Os três gêneros de vaidades.

Três são os gêneros de vaidades. O primeiro é a vaidade da mutabilidade, que está em todas as coisas caducas por sua
condição. O segundo é a vaidade da curiosidade ou da cobiça, que está na mente dos homens pelo amor desordenado
das coisas transitórias e vãs. O terceiro é a vaidade da mortalidade, que está nos corpos humanos pela penalidade.

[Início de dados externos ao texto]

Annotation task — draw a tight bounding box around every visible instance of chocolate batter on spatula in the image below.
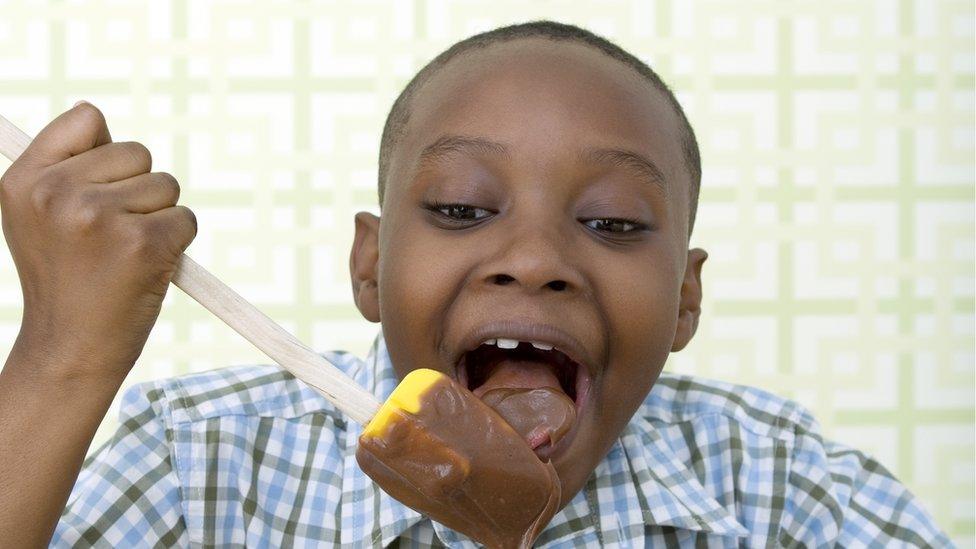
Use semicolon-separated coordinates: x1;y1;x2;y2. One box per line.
356;370;575;548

As obrigações da eloquência

Disse Agostinho, famoso por sua eloquência, e o disse com verdade, que o homem eloquente deve aprender a falar de
tal modo que ensine, que deleite e que submeta. A isto acrescentou que o ensinar pertence à necessidade, o deleitar à
suavidade e o submeter à vitória.

Destas três coisas, a que foi colocada em primeiro lugar, isto é, a necessidade de ensinar, é constituída pelas coisas que
dizemos, as outras duas pelo modo como as dizemos.
Introdução ao Método Teológico - 51
Quem, portanto, se esforça no falar em persuadir o que é bom, não despreze nenhuma destas coisas: ensine, deleite e
submeta, orando e agindo para que seja ouvido inteligentemente, de boa vontade e obedientemente. Se assim o fizer,
ainda que o assentimento do ouvinte não o siga, se o fizer apropriada e convenientemente, não sem mérito poderá ser
dito eloquente.

O mesmo Agostinho parece ter querido que ao ensino, ao deleite e à submissão também pertençam outras três coisas, ao
dizer, de modo semelhante:

Será eloqüente aquele que puder dizer o pequeno com humildade, o moderado com moderação, o grande com elevação.

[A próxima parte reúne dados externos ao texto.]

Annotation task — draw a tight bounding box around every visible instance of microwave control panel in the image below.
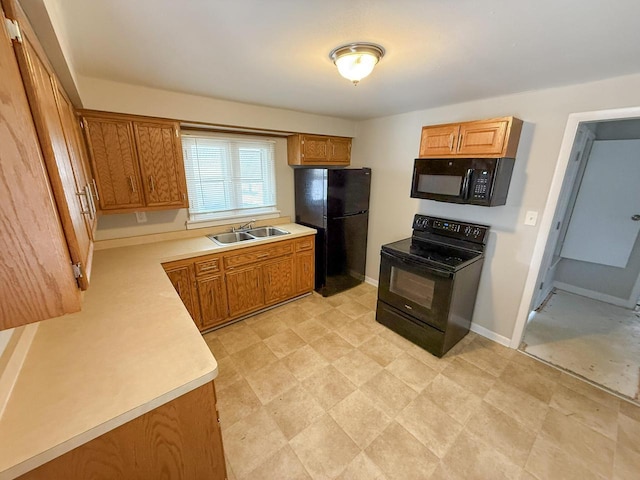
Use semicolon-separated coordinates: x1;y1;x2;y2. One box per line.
413;214;489;243
471;170;491;200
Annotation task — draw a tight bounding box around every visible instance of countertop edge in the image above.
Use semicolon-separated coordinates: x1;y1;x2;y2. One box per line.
0;364;218;480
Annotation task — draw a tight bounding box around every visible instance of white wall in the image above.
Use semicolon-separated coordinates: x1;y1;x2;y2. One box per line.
354;75;640;338
78;76;356;240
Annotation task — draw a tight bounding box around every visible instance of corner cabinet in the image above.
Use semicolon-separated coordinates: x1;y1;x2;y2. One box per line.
419;117;522;158
287;134;351;166
82;111;189;213
162;235;315;331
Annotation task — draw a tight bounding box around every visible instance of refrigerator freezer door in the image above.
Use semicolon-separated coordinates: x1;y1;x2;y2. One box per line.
326;168;371;218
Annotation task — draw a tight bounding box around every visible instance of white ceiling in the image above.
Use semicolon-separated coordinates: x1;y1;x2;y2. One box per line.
53;0;640;119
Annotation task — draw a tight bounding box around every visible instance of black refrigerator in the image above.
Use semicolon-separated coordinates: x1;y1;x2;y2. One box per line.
294;168;371;297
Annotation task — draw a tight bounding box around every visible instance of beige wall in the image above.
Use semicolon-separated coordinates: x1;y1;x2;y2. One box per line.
78;76;355;240
354;75;640;339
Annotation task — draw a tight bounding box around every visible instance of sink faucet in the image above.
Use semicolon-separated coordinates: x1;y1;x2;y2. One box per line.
231;218;256;232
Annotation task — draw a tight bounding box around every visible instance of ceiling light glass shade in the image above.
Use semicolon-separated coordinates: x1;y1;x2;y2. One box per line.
329;43;384;85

Quem deseja conhecer e ensinar aprenda, portanto, quanto há para se ensinar e adquira a faculdade de dizê-las como
convém a um homem de Igreja. Quem, na verdade, querendo ensinar, às vezes não é entendido, não julgue ainda ter dito
o que deseja àquele a quem quer ensinar, porque, mesmo que tenha dito o que ele próprio entendeu, ainda não foi
considerado como tendo-o dito àquele por quem não foi entendido. Se, porém, foi entendido, de qualquer modo que o
tenha dito, o disse.

Deve, portanto, o doutor das divinas Escrituras ser defensor da reta fé, debelador do erro, e ensinar o bem; e neste
trabalho de pregação conciliar os adversos, levantar os indolentes, declarar aos ignorantes o que devem agir e o que
devem esperar. Onde tiver encontrado, ou ele próprio os tiver feito, homens benévolos, atentos e dóceis, há de completar
o restante conforme a causa o exija. Se os que ouvem devem ser ensinados, seja-o feito por meio de narração; se,
todavia, necessitar que aquilo de que trata seja claramente conhecido, para que as coisas que são duvidosas se tornem
certas, raciocine através dos documentos utilizados.